●第4ターン
全6ターンのうち、残るは半分の3ターンである。共和国軍は広がった戦線維持に兵力を割かれる一方、反乱軍には続々と増援が到着しているという状況で攻勢を続けないといけない。
前ターンに攻略に失敗したマップ右方中央のMosquito山は敵が新手を投入したため、再度の強襲は難しくなった。この山頂の北と南で揺さぶりをかけるしかない。反乱軍は増援を得ているものの、隙間なく並べられるほどの兵力は無いため、共和国軍はZOCtoZOCの移動で敵ユニット間に浸透し、山頂の北と南の隣接へクスを攻撃する。戦車の支援を受け、サイの目にも恵まれて両ヘクスの敵を退却させた。
多くのWWII作戦級ゲームだったらここで戦闘後前進で敵の背後に回り込む、特に戦車ユニットがその突進力を発揮、ということもあり得るのだが、このゲームでは戦闘後前進の2へクス目以降は敵ZOCに侵入不可(ただし退却したユニットのZOCは無視できる)。そのため、敵ユニットが密集しているところで敵を退却させても、そこから戦闘後前進で敵を包囲、というわけにはいかず、空いた1ヘクスのみ敵戦線に食い込むことになる。この点、なんだか第一次世界大戦のフレーバーを感じる。また、防御側は退却時に敵ZOCに進入するとステップロスとなるが、自軍ユニットがいればそのような損害は被らない。ユニットが密集して混戦状態になっている場所では先述のように攻撃側が戦闘後前進で戦果を拡大しにくい一方、防御側は味方に助けられて退却ができるようになっている。

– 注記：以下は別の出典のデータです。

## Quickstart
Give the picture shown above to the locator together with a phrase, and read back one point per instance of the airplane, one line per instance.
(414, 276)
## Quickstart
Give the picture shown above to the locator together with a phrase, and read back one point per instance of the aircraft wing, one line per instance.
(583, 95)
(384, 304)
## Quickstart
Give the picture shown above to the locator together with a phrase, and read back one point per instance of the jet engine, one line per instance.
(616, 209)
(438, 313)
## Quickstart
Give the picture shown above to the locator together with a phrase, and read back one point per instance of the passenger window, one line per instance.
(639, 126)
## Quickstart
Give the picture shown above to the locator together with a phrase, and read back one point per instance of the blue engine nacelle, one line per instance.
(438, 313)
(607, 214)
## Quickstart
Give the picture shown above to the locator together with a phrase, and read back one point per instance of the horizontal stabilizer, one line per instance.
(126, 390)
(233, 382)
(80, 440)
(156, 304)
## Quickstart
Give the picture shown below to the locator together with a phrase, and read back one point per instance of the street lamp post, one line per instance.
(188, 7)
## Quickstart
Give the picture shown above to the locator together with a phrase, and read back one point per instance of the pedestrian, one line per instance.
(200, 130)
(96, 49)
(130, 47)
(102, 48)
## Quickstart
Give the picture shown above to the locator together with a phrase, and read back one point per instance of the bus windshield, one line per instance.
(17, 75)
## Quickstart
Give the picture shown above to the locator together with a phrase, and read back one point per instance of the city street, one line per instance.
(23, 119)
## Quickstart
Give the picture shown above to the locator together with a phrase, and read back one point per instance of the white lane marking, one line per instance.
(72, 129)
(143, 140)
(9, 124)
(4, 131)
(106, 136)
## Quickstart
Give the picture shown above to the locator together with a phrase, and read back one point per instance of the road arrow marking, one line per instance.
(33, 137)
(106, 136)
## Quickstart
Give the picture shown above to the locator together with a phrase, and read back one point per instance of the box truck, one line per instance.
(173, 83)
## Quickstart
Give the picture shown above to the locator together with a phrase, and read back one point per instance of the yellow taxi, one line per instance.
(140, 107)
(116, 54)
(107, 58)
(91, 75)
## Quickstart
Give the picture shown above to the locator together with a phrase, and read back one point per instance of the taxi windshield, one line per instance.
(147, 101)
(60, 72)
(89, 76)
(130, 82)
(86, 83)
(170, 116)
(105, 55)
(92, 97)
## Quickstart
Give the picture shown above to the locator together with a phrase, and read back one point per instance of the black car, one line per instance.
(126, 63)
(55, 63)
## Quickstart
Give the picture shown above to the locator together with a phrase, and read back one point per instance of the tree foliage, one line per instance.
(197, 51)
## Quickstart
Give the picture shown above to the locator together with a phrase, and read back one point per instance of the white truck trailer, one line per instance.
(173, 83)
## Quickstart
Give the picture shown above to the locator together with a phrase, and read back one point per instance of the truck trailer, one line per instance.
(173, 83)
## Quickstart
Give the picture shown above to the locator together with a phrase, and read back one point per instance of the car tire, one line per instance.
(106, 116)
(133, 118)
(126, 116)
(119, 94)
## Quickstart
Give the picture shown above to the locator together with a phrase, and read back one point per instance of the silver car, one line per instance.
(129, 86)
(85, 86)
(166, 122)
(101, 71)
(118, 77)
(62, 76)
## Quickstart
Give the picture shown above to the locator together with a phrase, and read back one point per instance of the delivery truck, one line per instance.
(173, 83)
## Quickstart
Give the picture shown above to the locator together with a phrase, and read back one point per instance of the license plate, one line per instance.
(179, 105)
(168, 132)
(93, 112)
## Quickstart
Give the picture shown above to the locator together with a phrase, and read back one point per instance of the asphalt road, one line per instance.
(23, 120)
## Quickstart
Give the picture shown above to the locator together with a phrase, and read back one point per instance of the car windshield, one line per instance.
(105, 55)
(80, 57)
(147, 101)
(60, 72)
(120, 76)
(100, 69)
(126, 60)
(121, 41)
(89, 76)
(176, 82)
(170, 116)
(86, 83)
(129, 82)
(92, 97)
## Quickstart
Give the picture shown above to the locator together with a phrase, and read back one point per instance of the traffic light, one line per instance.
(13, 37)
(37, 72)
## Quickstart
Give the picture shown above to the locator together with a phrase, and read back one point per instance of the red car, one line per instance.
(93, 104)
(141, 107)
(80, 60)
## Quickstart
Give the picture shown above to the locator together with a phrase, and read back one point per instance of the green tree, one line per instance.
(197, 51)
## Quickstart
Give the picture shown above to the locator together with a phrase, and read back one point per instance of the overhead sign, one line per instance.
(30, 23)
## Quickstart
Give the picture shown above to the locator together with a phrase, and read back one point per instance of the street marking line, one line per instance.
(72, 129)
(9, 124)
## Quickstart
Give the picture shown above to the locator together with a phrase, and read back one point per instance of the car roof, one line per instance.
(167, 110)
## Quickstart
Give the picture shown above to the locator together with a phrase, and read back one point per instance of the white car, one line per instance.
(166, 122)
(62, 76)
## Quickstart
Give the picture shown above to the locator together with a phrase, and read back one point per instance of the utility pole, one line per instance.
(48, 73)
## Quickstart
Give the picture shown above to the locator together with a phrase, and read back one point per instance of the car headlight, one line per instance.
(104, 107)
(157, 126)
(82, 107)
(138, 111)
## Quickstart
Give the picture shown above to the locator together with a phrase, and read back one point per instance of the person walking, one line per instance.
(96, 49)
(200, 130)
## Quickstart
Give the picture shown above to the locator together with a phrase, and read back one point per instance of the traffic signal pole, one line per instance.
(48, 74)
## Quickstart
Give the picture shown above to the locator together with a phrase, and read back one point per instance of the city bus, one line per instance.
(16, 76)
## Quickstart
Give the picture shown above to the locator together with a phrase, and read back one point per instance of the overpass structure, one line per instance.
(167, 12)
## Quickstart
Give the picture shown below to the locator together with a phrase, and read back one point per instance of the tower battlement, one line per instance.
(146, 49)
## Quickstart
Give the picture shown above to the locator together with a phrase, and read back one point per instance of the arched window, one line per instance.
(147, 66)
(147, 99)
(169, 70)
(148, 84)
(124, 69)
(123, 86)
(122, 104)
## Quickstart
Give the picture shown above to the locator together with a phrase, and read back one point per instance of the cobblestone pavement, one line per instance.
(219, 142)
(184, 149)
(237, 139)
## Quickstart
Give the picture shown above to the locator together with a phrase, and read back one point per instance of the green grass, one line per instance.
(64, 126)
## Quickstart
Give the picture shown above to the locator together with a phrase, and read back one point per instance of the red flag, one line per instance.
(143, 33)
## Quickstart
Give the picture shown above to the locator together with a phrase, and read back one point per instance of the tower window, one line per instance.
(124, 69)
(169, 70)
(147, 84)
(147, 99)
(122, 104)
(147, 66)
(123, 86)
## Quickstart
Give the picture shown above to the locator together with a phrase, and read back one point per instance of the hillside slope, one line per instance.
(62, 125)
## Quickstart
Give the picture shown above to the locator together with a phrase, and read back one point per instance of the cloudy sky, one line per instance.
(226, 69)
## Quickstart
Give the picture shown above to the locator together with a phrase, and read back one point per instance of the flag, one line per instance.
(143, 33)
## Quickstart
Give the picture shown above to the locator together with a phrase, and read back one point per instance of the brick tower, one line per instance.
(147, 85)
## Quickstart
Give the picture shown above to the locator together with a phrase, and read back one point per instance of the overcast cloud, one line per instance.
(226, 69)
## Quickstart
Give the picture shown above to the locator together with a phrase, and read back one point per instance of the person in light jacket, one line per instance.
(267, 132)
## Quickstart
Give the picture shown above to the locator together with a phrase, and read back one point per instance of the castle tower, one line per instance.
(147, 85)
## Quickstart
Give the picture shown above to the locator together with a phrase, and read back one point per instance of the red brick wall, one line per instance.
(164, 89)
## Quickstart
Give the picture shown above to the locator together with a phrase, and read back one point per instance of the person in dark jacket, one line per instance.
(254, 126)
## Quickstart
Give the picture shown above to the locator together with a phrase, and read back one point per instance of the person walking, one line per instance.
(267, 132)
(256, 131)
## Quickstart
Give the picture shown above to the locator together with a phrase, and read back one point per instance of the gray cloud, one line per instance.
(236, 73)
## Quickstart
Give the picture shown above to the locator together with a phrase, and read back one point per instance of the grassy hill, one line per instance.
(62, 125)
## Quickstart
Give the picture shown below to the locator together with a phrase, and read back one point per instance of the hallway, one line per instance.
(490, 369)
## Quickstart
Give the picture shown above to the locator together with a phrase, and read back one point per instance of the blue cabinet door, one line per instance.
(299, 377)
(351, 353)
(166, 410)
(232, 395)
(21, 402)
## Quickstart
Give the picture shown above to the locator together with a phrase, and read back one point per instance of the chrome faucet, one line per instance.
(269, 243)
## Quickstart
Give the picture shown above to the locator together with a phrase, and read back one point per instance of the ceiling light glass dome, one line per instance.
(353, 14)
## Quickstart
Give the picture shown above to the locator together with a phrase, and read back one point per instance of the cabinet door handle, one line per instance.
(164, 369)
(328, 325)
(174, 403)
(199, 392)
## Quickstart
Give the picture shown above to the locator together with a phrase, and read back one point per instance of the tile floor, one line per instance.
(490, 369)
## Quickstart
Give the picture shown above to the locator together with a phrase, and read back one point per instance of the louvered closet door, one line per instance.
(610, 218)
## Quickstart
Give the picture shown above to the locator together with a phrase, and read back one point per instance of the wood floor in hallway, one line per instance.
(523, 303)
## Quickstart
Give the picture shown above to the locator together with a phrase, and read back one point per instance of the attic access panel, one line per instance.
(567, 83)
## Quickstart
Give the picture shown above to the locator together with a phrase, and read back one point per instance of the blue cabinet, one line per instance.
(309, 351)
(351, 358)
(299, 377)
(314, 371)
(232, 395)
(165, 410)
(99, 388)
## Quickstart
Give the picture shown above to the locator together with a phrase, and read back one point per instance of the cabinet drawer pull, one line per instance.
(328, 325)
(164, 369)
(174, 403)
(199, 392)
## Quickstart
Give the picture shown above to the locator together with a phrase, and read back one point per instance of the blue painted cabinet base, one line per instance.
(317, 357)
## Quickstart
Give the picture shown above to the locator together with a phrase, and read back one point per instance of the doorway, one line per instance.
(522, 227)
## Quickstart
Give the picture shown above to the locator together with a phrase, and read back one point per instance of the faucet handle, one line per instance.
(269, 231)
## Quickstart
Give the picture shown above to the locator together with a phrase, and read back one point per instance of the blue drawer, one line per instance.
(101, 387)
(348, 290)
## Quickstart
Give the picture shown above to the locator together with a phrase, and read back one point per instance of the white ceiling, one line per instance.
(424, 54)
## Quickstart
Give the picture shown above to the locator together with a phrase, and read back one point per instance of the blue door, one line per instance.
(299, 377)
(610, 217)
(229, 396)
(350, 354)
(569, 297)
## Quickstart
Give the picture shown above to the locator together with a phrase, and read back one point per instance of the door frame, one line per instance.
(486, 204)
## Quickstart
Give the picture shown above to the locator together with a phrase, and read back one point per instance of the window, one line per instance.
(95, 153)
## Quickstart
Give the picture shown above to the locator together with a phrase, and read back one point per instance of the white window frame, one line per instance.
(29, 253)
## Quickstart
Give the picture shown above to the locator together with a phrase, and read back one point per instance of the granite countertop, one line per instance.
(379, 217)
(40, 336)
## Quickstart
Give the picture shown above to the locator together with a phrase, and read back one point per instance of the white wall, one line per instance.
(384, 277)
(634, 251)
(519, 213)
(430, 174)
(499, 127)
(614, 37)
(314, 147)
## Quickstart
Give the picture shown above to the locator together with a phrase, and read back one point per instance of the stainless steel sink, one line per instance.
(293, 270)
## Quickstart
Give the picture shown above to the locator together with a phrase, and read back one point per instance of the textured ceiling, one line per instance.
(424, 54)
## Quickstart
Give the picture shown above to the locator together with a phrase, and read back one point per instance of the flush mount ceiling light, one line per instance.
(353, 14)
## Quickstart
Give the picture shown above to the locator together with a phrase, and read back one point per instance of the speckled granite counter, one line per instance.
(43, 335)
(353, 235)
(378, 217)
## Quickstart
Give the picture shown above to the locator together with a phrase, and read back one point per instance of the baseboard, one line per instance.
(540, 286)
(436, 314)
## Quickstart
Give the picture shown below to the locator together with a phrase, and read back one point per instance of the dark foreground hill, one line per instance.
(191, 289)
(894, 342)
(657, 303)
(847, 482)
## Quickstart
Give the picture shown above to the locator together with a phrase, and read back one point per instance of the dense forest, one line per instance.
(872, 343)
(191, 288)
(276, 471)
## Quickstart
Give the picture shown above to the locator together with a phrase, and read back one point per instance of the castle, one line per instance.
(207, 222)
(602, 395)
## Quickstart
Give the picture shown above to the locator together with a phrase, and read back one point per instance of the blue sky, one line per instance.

共和国軍はマップ右下方向へも攻撃を続けるが、高戦力比に持っていけず双方に損害が出るのみ。反乱軍がスタックして守れるようになってきているので、有利な戦力比での攻撃に持って行けないのだ。また、先述のように攻防ともに航空・砲兵支援マーカーを投入できるのだが、いくつ使用するか、またCPを使用するかどうかも相手プレイヤーには秘匿して決めて、同時に公開する。そのため、読みが外れると不利なコラムシフトとなってしまい、しかもCPを消費しないと各マーカーごとに支援できるか判定があるため、最終的な戦力比が意外と読めなかったりする。これに加えて両軍ともに精鋭ボーナスを使用するかどうか決められるので、さらに戦力比が動く可能性がある。なお精鋭ボーナスの使用は攻防どちらが先に宣言するのか、それとも同時なのかルールに記載がないようで、今回は攻撃側から先に使用するかどうかを決めるという形でプレイした。
Mosquito山を失うわけにはいかない反乱軍は、先ほど攻撃を受けた山頂隣接の2へクスに反撃。攻防双方に出血を強いる激戦の結果、山頂右上のヘクスは奪還した。
このゲーム、共和国軍の歩兵は1ユニット8戦闘力なのに対し、反乱軍のほとんどは7。作戦級に慣れたウォーゲーマーならすぐにわかると思うが、反乱軍が攻撃をしようとすると、共和国軍が攻撃する際に比べて多くのユニットを投入しないと有利な比にならない。共和国軍のように戦車の支援シフトを得られるわけではないし、航空・砲兵の支援もゲーム後半になってやっと共和国軍と対等になる。そのため、攻撃側に出血を強いる戦闘結果表と相まって、反乱軍が反撃をする際は多数の部隊を集めて攻撃しない限り不利な戦闘になることが多い。ちなみにヒストリカルノートによると、ブルネテの戦いで共和国軍は自軍の精鋭を集めたそうで、装備や弾薬の供給も最優先だった。しかもこの攻勢のために共和国軍はほぼ全航空戦力を集中させている。共和国軍ユニットと反乱軍ユニットの戦闘力差や、ゲーム初期の共和国軍の圧倒的な航空・砲兵支援数はこういうのを反映しているのかな。
さらに反乱軍は、共和国軍が東方向(マップ右方)への攻撃に兵力を注ぎ込んでいるのを見て、マップ中央部で反撃に出た。こちらの方面は、マップ左方や下方から登場してきた増援のおかげで共和国軍より数的に有利となっている。5ユニットで共和国軍1ユニットを撃破、戦闘後前進でBruneteの街に迫った。また、左翼(マップ左方)でも共和国軍に接敵、次ターンはZOCtoZOCで浸透できるので、敵に後退を強いることになる。